Chocolate-Hazelnut Banana Muffins
You’re probably wondering why I didn’t just go all the way and make these gluten-free. The reason is simple: my gluten-free flours are just too old and I’m in dire need of re-stocking. You can certainly swap out the all-purpose flour for a ready-made gluten-free all-purpose blend, or you can try this: 98 grams brown rice flour, 42 grams potato starch, and 2 teaspoons of baking powder instead of 1. I’ve had luck with that combination in the past, when making Martha Rose Shulman’s Gluten-Free Banana Chocolate Muffins, which were my inspiration for the ratio of nut flour to all-purpose flour to cocoa for these.
These muffins keep well in an airtight container or zippered bag, and are delicious at room temperature the following day. If you’d prefer them warm or with a crustier top after they’ve been stored, heat them in a 300 degree oven for 10 minutes.
makes 12 muffins
1 slightly mounded cup (150 grams) of hazelnuts
1 cup plus 2 tablespoons (140 grams) all-purpose flour
1 teaspoon baking powder
1 teaspoon baking soda
½ teaspoon salt
⅓ cup (about 33 grams) cocoa powder (I used Dutch process)
½ cup (90 grams) packed brown sugar
¼ cup (55 grams) granulated sugar
1 ¼ cups plain yogurt (I used 0% Greek)
¼ cup milk (I used 2%)
⅓ cup hazelnut oil or canola oil
1 teaspoon vanilla extract
2 bananas, diced
¼ cup Nutella
Preheat oven to 375 degrees with a rack in the center position. Spray a 12-cup muffin tin with nonstick spray.
Spread hazelnuts on a rimmed baking sheet and toast for 12-15 minutes, shaking the pan once or twice. Remove sheet from the oven and let cool. When the hazelnuts are cool enough to handle, remove the skins either by rolling them between the folds of a kitchen towel or rolling them, a few at a time, in between your palms (I chose the latter, which left my skin soft and smooth!).
Place skinned hazelnuts in a food processor along with the flour, baking powder, baking soda, and salt, and pulse until the hazelnuts are fine, taking care not to over-process (15-20 pulses).
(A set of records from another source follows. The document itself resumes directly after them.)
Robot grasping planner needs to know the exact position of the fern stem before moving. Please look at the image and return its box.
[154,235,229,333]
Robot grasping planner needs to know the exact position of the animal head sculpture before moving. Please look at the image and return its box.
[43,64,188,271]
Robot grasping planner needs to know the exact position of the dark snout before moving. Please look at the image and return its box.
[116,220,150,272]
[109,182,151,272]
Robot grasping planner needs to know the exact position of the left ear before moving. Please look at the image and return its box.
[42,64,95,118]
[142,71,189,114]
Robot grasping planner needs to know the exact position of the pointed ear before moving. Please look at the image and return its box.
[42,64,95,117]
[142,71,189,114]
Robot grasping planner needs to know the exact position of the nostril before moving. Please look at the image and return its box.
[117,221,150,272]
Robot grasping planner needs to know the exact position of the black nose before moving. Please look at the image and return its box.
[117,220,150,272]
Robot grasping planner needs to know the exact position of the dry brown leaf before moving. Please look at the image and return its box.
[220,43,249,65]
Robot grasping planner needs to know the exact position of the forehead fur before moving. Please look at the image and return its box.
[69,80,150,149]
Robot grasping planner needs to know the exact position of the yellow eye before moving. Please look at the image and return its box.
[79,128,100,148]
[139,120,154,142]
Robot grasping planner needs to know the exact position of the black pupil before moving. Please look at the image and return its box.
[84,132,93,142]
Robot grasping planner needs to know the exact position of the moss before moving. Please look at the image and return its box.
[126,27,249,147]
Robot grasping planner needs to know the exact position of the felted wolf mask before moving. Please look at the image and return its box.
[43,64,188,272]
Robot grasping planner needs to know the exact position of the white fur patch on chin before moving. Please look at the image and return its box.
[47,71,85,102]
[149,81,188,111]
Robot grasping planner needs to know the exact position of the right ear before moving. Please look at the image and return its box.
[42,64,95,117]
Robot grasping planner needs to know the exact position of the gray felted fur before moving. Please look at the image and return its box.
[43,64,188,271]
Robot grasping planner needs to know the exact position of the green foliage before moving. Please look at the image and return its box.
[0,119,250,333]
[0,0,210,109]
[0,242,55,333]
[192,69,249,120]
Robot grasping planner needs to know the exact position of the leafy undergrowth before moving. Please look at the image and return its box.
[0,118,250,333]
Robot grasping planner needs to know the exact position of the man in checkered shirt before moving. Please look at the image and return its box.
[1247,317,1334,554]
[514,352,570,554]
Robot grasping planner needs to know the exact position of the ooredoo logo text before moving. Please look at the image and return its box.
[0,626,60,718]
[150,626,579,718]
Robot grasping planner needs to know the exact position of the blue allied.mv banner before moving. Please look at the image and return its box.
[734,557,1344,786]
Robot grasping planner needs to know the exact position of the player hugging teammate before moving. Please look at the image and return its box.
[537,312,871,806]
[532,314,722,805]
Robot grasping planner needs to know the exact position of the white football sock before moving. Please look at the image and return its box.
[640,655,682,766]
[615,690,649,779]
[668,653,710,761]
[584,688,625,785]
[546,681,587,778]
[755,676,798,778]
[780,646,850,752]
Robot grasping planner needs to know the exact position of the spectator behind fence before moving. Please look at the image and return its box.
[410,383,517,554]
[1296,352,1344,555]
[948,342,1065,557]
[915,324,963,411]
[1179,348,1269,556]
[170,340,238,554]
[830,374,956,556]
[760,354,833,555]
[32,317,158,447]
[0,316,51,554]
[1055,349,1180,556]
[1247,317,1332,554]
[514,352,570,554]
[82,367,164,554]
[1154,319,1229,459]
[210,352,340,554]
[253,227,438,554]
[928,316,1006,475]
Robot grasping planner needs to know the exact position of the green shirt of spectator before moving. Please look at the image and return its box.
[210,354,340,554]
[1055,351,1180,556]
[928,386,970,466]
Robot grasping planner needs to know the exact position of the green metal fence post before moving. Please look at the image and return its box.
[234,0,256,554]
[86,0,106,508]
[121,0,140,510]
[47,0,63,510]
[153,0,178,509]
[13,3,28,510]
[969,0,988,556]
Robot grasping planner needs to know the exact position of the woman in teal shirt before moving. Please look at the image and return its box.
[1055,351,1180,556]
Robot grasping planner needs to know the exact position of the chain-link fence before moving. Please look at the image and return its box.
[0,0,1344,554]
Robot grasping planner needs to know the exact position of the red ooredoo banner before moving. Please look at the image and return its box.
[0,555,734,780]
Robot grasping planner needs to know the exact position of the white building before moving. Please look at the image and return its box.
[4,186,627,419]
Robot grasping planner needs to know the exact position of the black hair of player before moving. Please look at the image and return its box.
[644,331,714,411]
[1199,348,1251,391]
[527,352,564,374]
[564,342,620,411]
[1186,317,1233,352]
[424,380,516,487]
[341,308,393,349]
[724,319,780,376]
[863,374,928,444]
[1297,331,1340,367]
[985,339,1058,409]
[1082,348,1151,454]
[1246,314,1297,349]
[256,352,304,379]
Pour into a medium bowl and add cocoa powder. Whisk well to combine.
In a large bowl, whisk together oil, brown sugar, and granulated sugar until smooth. Whisk in eggs, then whisk in yogurt, milk, and vanilla. Using a gentle, round, sweeping motion from the bottom of the bowl to the top, add half of the hazelnut mixture, tapping your whisk gently on the side of your bowl to release any clumps. Repeat with the second half of hazelnut mixture until no streaks of flour remain. Very gently fold in bananas.
Pour about a quarter of a cup of batter into each muffin cup, or until they’re about halfway full. Next, place 1 teaspoon of Nutella over that bottom layer of batter in each cup, then pour another quarter cup of batter or so over that. They will be completely full and mounded at the center.
Place the muffin tin in the oven and increase the oven temperature to 400 degrees. Bake for 20 minutes, or until a toothpick inserted into the center of one of the muffins comes out clean. Let them cool in the muffin tin for about 10 minutes before removing muffins to a cooling rack. Enjoy warm or at room temperature.